This dissertation is composed of three unrelated chapters. Chapter 1 estimates the causal effect of the increase and decrease in ambient light relative to the clock on homicides in Mexico. It does so by using the discontinuous nature of the start and end of daylight saving time (DST) in a regression discontinuity design. It finds no effect on homicides when DST starts in Spring, but finds that transitions out of DST in Fall cause homicides to increase by nearly 7.8% which equates to almost 4 homicides per year with a yearly social cost of 145.2 million Mexican pesos. Neither Spring, nor Fall DST transitions influence homicides involving organized crime.

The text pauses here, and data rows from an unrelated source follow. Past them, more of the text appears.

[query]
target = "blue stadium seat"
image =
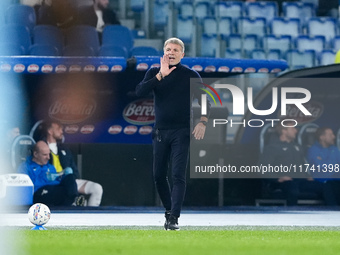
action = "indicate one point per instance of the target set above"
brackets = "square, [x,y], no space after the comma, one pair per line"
[299,10]
[233,9]
[177,2]
[209,44]
[335,43]
[327,57]
[11,49]
[16,34]
[247,25]
[21,15]
[186,10]
[209,26]
[144,51]
[262,54]
[300,59]
[305,42]
[78,51]
[84,36]
[283,26]
[235,54]
[202,10]
[258,54]
[245,43]
[113,51]
[267,10]
[137,5]
[160,14]
[225,26]
[272,42]
[117,35]
[50,35]
[322,26]
[185,29]
[44,50]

To learn more about the long-term consequences of displacement on women, Chapter 2 examines the marriage market outcomes of forcibly displaced women. It uses data from representative surveys in 7 countries to document that women who are adolescents at the time of displacement are more likely to be married with no such pattern for displaced adolescent men. It provides more robust evidence by using the specific instance of displacement due to the partition of India in 1947. It employs difference-in-differences to find that women who were adolescents when they were displaced by partition were significantly more likely to marry earlier (in line with the cross country evidence), were less likely to continue their education, had more children overall, and do not appear to have married spouses with worse observable characteristics.

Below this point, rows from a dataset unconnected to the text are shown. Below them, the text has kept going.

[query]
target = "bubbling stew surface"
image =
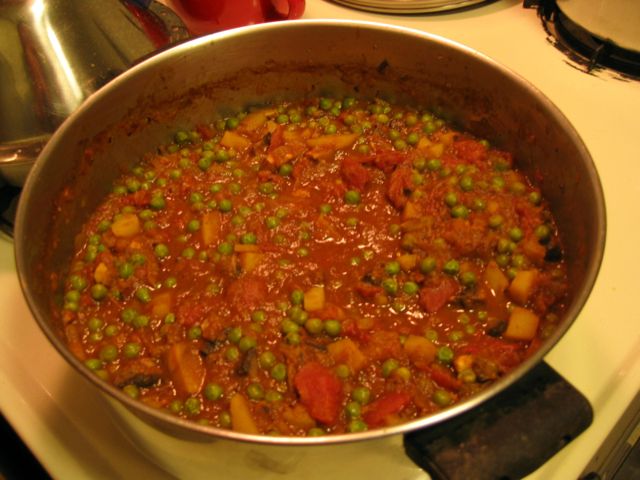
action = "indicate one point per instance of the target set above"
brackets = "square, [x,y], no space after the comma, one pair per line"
[318,267]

Finally, chapter 3 tries to estimate the effect of a large scale anti-poverty cash transfer program in Pakistan, Benazir Income Support Program (BISP), on voter turnout and electoral choice. Program eligibility is determined by a threshold on a proxy means test (PMT) score. However, manipulation of the PMT score around the threshold makes the use of traditional regression discontinuity design invalid. In the absence of conclusive causal evidence through bounding techniques, the chapter provides biased point estimates. These show that the correlation between program eligibility and voter turnout, and the correlation between program eligibility and the likelihood for voting for the incumbent party in the 2013 general elections is about 10% point.